When it comes to actual implementation, the question is one of data generation and quality. “It is all about how fast I can close the learning loop,” says Lanza. “How fast can I get the results for an experiment… and feed it back in?” For both quantity and quality of experimental data, there are few peers to rival Charles River Laboratories. Wishart is optimistic about the possibilities: “There's a great potential [with AI drug discovery platforms] to influence what we do with our clients and really redefine how we do drug discovery. We were looking for a partner that could enable that, and Valo was the perfect match. Being able to take Valo's established machine learning platform and combine it with Charles River's drug discovery and experimental success allows us to create a product that will be extremely valuable to our clients.”

Lanza is quite clear that AI is not a “borg” and not some magic bullet, it simply helps maximize the value of the information they already have and collect. The distinction, and the improvements in the drug discovery process, become obvious and tremendously exciting when considered in a real-world example.

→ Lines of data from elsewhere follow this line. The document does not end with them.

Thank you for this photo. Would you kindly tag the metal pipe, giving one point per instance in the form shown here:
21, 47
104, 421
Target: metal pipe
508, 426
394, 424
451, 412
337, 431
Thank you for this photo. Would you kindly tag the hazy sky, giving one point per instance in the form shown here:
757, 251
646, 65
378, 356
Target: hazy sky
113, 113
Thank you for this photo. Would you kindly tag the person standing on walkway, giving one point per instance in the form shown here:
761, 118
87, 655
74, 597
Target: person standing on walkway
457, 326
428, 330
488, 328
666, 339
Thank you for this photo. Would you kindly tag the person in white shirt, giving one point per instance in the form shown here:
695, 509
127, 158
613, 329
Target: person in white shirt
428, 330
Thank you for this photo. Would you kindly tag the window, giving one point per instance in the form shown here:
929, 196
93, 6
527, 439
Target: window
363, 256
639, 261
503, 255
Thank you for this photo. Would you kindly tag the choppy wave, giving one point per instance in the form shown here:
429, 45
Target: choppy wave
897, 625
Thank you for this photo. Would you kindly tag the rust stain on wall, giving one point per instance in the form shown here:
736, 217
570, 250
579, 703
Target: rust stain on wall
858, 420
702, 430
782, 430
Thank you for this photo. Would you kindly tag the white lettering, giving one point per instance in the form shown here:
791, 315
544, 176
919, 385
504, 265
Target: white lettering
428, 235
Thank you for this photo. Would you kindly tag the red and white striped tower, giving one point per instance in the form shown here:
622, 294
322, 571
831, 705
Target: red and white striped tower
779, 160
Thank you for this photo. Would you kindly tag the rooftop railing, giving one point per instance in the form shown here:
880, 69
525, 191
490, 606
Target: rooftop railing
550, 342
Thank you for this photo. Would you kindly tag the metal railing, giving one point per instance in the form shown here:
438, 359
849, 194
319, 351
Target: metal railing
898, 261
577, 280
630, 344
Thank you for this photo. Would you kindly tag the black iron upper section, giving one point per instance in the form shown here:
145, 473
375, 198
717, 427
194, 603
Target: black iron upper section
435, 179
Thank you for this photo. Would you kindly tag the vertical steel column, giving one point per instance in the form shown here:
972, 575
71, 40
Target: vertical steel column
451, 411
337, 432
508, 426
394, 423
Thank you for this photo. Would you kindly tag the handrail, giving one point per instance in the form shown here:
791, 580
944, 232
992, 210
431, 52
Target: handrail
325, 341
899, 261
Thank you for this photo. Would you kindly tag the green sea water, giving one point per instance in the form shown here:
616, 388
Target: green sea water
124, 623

The problem was this: Valo wanted to re-design the features of a successful class of cancer drugs, and they wanted it to be able to have it pass the blood-brain barrier and target metastases in the brain. The current drugs cannot do this, and there are very few known examples of compounds that can. But while there were no known examples, Valo does have a lot of existing data about the anticancer activity of those drugs. A model was made to identify all compounds with similar effects and targets of the original drug, and a separate model was built to identify any compound that has ever gotten into the brain. “And if I bring these two models together,” says Lanza, “I’ll can start with a small number of much more promising compounds.” Fundamentally, it’s about improving the probability of success of the process to make better decisions on which compounds to make and test.

A search engine for small molecules

AI upends the darkness and uncertainty of drug discovery: “At any given point, I can tell you how likely I am to succeed, depending on which models I'm bringing to bear and deploying against enormous spaces of chemistry,” says Lanza. “It's not mathematically that hard if I can take a million compounds and get point 0.1 percent hits.” Essentially, it’s making a search engine for small molecules.

But on a practical, commercial level, removing the uncertainty around testing makes it possible to change the way business is done. “The product offering we've put together is a highly value generation-tied business model based on delivering advanceable leads, advanceable chemistries, and candidates ready to enter the clinic. It’s focused on the deliverable and the value of the deliverable, and not an effort and cost-based relationship,” says Lanza. It opens the door for the customers to pay for results, not efforts, aligning Charles River Laboratory’s incentives with the customer internal value drivers. “That’s that kind of alignment that drives faster innovation,” says Lanza.

In April, Charles River and strategic partner, Valo Health, launched Logica, a product that leverages Valo’s AI-Powered Opal PlatformTM Logica’s Accelerated Lead (Logica-AL) and Candidate (Logica-C) programs are designed to deliver preclinical assets, namely leads and candidates, with characteristics that are optimized to reflect a client’s desired target product profile. By seamlessly integrating world-leading laboratory capabilities with AI-driven molecular design and optimization and a trusted track record of clinical candidate delivery, this approach has a demonstrated ability to produce advanceable lead series with a >90% success rate.